Two pins gripped tightly between the teeth, a measuring yellow slung over the neck and a piece of paper and pencil in one hand, an ostensibly graying and bespectacled man in his mid-fifties moves to one of the multi-purpose sewing machines. This character, who has developed the Robert Molefhabangwe's trait of peeping over the spectacles when engaged in a conversation as a way of attracting attention or emphasizing a point, is Mohamed Bah, the owner and Managing Director of Supreme Fashion House, situated off Kenneth Kaunda, African Mall area. He has a complement of five trained citizen assistants.
Mohamed Bah, an accomplished fashion designer, fled his strife-torn native Sierra Leone for neighboring Nigeria in 1980, leaving his family behind, soon after qualifying for the Diploma in Fashion Designing from a government technical college. Prior to the successful completion his studies, he had lost both parents in fatal rod traffic accident at the age of 16. It was this catastrophe that compelled Bah to take this route as he had become the surviving members of the family breadwinner.
Bah said that he chose Nigeria as a host country where he could pursue his professional career as fashion designer because it was relatively peaceful at that time and nearer home. Because of what he had gone through in Sierra Leone, little did Bah know that less than two decades away, in 1997, he would find solace in Botswana to pursue his fashion designer career more vividly.
He revealed that cloth has been his passion since a very early age as fashion designing had been a family tradition handed from generation to generation. Bah, who considers fashion designing as a chore business area, explained, "most of my regular customers are reliable because they pay their bills at the time that they collect their orders. I have customers as far afield as Maun, Francistown and Lobatse. At the moment South Africa is our biggest export market and they buy all types of designer fashions ranging from African to Western attire. There is a niche market for customers who prefer imported material that ensure I have sufficient African material stock in order to meet demand.
"One has to do what is humanely possible to retain a regular clientele who will comprise a repeat business base to sustain the business before embarking onto ambitious projects to increase market share."
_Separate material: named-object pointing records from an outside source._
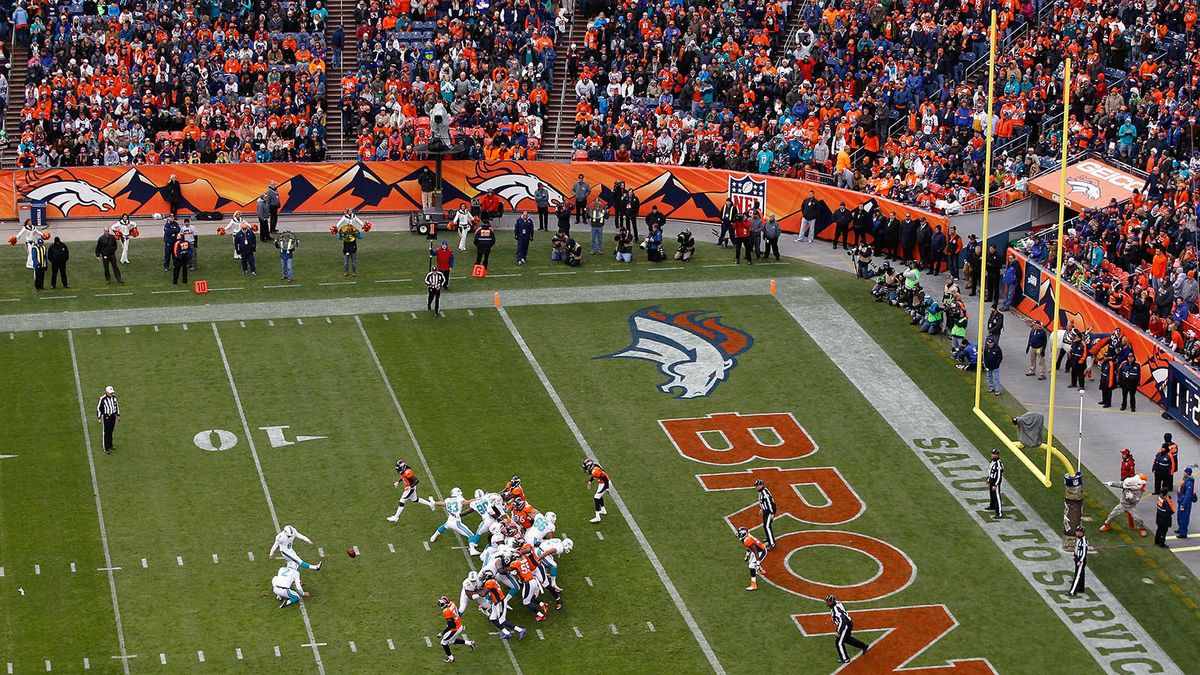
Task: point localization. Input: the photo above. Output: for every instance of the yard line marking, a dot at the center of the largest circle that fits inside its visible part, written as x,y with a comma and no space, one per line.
425,464
100,509
262,482
616,497
885,384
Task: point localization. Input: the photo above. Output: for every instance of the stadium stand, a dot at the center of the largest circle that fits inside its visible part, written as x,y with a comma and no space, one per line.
173,82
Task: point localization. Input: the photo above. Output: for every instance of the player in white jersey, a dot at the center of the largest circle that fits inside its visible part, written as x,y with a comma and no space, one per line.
543,527
546,553
283,542
455,506
286,585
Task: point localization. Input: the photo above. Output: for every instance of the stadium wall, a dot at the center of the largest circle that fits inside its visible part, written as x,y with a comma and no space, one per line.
681,192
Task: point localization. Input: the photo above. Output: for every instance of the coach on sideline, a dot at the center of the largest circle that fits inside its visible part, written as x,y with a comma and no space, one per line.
108,412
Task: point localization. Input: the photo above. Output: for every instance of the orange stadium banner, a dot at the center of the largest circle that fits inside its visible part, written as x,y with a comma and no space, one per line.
1079,310
679,192
1091,184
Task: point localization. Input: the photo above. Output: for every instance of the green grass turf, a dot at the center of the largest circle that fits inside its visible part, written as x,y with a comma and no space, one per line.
479,414
389,263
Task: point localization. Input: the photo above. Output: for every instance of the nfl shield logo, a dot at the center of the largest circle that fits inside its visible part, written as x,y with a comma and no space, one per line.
748,193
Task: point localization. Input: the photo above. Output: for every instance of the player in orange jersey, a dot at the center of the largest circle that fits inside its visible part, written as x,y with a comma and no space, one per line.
409,487
598,475
454,633
755,554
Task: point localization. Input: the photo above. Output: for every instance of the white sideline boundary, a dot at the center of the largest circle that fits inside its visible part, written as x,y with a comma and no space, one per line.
420,455
616,497
267,491
100,508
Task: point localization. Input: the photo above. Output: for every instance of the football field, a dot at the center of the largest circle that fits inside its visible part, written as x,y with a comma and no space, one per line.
154,559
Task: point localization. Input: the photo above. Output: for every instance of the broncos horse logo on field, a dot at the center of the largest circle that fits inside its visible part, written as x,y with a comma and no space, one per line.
66,195
694,350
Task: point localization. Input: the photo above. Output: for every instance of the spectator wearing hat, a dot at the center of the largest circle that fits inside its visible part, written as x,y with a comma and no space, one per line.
1185,499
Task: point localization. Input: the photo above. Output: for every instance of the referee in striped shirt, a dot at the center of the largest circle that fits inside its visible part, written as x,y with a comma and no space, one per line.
108,412
767,503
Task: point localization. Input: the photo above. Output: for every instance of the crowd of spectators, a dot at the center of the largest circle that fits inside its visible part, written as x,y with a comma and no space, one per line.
172,82
489,64
885,97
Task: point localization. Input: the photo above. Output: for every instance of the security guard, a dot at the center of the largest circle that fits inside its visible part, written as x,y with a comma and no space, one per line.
1164,517
995,479
767,503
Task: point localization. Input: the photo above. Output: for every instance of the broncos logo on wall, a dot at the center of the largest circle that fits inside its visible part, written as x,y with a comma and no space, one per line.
693,350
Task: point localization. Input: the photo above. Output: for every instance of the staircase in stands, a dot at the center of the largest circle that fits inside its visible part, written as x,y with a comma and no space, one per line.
558,130
17,76
341,13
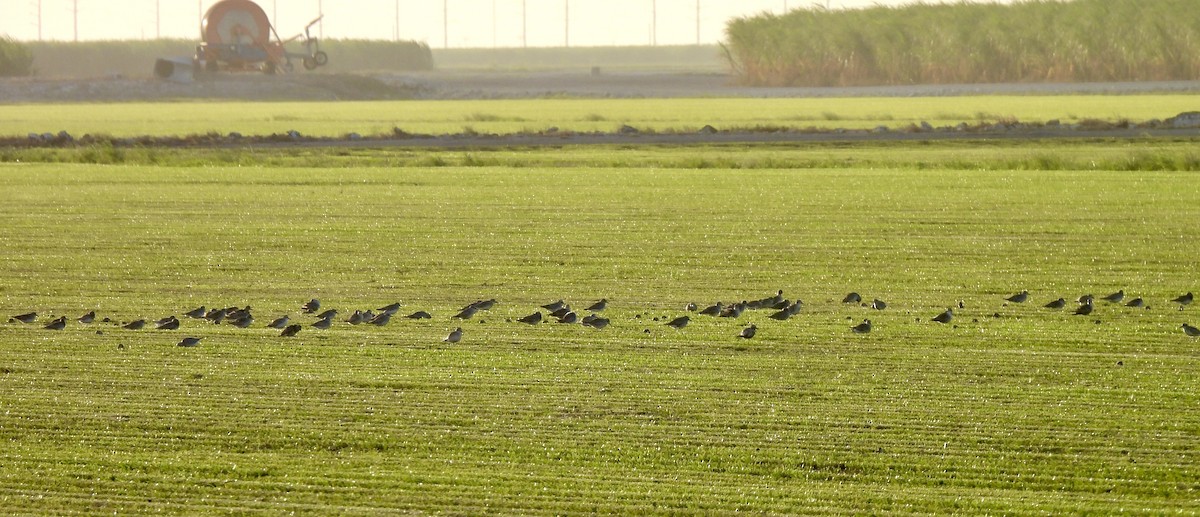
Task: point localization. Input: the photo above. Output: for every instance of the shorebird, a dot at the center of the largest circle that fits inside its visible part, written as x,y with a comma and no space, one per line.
863,328
1085,307
29,317
679,323
312,306
946,317
169,324
58,324
1019,298
190,342
748,332
1057,304
532,319
713,310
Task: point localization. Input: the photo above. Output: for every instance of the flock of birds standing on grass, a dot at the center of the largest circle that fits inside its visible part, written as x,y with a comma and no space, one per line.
561,312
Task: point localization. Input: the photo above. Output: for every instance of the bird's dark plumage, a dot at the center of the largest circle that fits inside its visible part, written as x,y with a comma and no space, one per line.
946,317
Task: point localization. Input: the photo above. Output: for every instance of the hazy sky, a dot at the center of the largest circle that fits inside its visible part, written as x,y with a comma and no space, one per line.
471,23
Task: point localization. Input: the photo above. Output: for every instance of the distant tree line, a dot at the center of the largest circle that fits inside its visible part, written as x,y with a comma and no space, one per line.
1027,41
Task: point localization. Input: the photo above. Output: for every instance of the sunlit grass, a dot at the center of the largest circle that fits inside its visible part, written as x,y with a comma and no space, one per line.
1014,409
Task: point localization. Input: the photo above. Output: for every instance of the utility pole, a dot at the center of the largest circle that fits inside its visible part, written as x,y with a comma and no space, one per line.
654,23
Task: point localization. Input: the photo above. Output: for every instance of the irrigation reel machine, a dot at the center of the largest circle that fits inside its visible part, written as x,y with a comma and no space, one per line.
238,37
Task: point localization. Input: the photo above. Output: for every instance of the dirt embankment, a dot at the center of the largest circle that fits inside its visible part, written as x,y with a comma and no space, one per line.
594,84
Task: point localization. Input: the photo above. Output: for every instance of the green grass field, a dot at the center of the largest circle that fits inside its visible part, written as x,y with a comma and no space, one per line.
1013,409
570,114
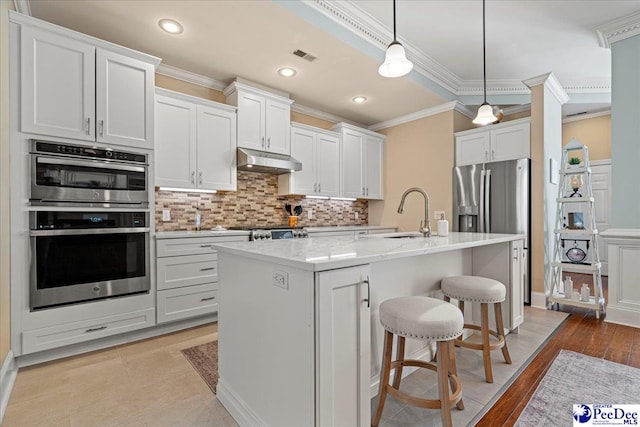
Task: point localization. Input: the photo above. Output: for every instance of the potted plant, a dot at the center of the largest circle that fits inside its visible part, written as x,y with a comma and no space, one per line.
574,162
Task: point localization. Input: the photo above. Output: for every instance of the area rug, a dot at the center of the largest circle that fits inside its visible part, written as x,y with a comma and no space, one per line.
204,359
575,378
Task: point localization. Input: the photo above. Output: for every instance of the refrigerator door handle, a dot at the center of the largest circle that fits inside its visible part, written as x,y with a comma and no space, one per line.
482,202
487,202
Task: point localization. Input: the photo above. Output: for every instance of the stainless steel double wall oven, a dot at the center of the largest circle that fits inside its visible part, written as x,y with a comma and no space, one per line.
97,245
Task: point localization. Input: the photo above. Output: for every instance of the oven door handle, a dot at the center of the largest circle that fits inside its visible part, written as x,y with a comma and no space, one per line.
77,232
89,163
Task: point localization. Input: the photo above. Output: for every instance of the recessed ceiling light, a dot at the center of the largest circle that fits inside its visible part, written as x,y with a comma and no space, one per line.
170,26
287,72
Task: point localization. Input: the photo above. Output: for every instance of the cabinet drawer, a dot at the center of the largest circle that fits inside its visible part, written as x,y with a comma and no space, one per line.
179,271
181,303
186,246
72,333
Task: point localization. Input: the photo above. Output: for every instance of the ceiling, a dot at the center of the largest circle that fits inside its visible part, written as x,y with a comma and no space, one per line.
253,39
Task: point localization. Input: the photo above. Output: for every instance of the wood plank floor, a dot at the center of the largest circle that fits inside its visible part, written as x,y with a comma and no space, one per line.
581,333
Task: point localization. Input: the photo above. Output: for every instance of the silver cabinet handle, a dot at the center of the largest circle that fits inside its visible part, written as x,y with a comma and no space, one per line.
368,299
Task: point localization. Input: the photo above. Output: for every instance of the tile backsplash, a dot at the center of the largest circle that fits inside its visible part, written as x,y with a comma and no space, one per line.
255,203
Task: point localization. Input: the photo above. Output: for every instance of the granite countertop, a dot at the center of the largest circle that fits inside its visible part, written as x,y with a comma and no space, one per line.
201,233
346,251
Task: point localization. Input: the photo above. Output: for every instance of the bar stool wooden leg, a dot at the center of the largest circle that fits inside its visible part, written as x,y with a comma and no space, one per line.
397,376
384,376
454,370
500,331
443,382
486,349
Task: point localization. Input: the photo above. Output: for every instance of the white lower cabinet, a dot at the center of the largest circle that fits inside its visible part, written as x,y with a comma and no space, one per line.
187,276
344,347
72,333
180,303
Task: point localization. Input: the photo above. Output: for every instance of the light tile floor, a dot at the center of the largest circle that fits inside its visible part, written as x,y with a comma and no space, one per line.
150,383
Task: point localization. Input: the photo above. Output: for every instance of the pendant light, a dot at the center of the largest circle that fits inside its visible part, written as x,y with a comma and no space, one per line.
395,63
485,112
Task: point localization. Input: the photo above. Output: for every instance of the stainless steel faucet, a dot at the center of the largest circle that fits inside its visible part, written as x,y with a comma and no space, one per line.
425,226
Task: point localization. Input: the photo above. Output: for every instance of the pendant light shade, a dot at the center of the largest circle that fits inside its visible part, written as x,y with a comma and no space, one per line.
395,63
485,112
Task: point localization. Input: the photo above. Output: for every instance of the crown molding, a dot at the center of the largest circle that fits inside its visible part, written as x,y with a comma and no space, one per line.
360,23
303,109
427,112
551,82
586,117
618,29
189,77
22,6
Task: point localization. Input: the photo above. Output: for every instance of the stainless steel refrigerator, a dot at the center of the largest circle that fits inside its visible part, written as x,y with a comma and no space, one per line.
495,198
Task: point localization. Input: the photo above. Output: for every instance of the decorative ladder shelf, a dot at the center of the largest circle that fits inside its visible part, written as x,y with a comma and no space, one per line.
568,255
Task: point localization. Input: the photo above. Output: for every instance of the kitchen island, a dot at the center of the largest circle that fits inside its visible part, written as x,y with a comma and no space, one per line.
299,334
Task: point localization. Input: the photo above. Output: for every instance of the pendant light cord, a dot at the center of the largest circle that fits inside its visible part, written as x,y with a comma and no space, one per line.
484,51
394,20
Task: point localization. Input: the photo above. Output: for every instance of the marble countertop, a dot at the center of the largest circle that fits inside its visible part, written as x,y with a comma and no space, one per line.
349,228
201,233
345,251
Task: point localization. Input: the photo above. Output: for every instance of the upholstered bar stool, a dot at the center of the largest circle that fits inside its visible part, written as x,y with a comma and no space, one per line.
485,291
421,318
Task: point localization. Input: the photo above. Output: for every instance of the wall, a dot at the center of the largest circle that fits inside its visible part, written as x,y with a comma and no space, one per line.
625,129
594,132
417,154
5,321
256,201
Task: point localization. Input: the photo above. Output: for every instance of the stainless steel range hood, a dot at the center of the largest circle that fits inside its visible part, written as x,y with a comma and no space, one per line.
260,161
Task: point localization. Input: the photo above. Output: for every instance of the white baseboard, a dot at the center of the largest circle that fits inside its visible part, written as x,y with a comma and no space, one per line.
239,410
8,373
538,300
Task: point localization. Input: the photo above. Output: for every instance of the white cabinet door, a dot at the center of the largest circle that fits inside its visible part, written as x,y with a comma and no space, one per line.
352,164
328,165
124,100
278,127
344,347
374,168
175,156
216,152
303,150
57,85
472,149
251,124
510,142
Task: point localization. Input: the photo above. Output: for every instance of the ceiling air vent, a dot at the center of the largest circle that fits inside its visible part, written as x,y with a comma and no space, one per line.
304,55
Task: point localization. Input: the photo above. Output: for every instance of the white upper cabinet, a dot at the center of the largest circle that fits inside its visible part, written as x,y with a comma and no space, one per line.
319,152
264,118
494,143
73,88
362,162
195,143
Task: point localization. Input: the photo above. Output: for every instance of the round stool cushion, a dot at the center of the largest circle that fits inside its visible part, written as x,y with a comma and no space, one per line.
474,289
421,317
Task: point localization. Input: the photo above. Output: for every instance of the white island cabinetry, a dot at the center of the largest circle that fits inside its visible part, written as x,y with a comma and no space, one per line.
313,312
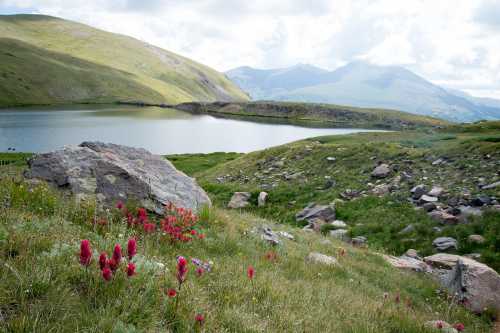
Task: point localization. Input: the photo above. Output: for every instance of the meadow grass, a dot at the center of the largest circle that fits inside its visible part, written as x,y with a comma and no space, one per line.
44,288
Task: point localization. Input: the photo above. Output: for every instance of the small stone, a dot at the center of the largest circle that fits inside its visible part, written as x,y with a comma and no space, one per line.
445,243
261,200
337,224
239,200
381,171
436,191
319,258
477,239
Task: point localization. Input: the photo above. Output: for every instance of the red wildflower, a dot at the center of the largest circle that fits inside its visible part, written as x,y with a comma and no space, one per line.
181,269
171,293
131,248
200,319
149,227
112,264
250,272
85,252
142,215
107,274
102,260
117,254
130,269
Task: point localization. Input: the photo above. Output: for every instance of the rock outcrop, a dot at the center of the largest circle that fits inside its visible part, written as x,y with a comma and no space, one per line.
476,285
110,172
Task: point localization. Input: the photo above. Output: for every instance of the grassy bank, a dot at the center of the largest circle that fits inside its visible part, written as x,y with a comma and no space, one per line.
299,173
44,287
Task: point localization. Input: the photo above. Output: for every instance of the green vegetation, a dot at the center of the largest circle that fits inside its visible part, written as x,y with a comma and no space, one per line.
325,115
299,173
194,163
46,60
44,288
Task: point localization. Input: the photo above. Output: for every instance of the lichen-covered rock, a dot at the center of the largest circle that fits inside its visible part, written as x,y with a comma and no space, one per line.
109,172
475,284
239,200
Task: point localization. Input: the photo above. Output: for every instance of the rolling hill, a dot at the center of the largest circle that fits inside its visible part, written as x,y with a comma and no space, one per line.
364,85
47,60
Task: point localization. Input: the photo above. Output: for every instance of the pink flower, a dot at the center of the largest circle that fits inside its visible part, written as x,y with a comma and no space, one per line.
131,248
250,272
107,274
171,293
102,260
181,269
130,269
117,254
85,253
200,319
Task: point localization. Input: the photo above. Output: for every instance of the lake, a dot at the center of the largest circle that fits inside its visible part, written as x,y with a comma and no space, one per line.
161,131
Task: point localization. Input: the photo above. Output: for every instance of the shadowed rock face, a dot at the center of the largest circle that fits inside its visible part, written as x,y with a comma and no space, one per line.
112,172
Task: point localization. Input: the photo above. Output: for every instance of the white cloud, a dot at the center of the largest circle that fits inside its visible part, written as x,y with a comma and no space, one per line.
452,42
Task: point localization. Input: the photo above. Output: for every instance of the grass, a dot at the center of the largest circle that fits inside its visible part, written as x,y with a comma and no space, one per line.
45,289
47,60
469,158
325,115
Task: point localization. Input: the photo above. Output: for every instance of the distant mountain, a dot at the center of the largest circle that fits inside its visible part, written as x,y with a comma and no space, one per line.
47,60
364,85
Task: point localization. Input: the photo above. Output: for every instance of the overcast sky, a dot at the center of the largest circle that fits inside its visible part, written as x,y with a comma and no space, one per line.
455,43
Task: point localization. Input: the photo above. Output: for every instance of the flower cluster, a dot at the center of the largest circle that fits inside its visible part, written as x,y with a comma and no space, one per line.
178,223
109,266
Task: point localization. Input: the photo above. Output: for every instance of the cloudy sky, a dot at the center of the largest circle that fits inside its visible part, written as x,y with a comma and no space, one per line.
455,43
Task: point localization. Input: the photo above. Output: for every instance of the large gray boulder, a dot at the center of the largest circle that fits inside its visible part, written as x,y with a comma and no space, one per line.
109,173
475,284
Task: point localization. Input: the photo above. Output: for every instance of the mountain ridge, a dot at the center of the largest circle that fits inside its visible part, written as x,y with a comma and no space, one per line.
129,70
363,84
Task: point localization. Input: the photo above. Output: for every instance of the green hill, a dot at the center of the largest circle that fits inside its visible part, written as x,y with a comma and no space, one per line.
47,60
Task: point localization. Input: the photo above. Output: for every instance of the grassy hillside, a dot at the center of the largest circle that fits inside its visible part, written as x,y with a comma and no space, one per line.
44,288
299,173
46,60
319,114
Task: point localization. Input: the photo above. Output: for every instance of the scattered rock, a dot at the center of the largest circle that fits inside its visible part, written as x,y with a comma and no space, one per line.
314,211
239,200
359,241
323,259
418,191
261,200
436,191
337,224
443,217
445,243
427,198
491,186
112,172
341,234
475,284
440,326
407,263
477,239
381,171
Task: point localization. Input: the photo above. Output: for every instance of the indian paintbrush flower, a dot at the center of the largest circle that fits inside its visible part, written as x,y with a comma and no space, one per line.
85,252
131,248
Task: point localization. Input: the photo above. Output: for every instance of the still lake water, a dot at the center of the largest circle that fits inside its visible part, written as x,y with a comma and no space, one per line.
161,131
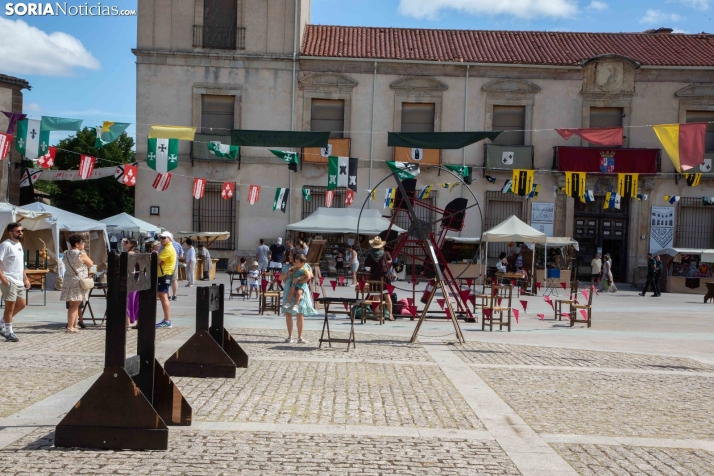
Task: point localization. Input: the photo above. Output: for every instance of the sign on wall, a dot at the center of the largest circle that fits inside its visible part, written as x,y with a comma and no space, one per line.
661,228
542,215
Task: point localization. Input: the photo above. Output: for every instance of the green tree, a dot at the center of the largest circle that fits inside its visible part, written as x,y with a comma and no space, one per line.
99,198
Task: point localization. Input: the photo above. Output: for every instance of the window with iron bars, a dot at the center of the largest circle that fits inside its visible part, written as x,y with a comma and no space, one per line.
213,213
695,224
499,207
317,199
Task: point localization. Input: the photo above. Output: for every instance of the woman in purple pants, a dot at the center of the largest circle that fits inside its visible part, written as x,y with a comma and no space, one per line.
132,298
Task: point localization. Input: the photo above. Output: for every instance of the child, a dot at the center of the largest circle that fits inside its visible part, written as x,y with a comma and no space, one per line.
242,268
298,282
254,280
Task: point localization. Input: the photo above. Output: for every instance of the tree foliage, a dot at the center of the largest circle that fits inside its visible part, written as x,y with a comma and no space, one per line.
98,198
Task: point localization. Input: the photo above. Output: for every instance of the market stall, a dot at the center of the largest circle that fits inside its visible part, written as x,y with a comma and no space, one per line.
687,270
207,238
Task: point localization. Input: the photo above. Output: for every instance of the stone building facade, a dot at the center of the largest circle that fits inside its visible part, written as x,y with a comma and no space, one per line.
262,66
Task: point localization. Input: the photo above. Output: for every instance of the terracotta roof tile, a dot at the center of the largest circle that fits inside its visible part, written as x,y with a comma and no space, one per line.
512,47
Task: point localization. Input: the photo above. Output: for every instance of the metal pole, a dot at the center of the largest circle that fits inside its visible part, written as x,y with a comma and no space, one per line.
371,133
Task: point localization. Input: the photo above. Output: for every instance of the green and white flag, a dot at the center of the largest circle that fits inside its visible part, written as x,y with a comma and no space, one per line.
404,170
223,150
162,154
31,142
108,132
281,199
289,157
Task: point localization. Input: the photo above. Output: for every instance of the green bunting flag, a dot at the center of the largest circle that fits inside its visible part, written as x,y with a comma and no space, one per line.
31,142
108,132
162,154
404,170
281,199
289,157
223,150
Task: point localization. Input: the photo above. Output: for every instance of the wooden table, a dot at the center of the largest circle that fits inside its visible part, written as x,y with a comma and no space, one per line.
352,303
Bah, however, explained that "there is also scope to do the best in one's business to enhance curiosity sales for customers who make purchases for the first time. Once these are satisfied with the quality and design of the attire, they will also join the regular customer base. The location of the business less than a kilometer from the Mall Mail and on the eastern verge of White City suburb gives it a competitive edge in volume sales."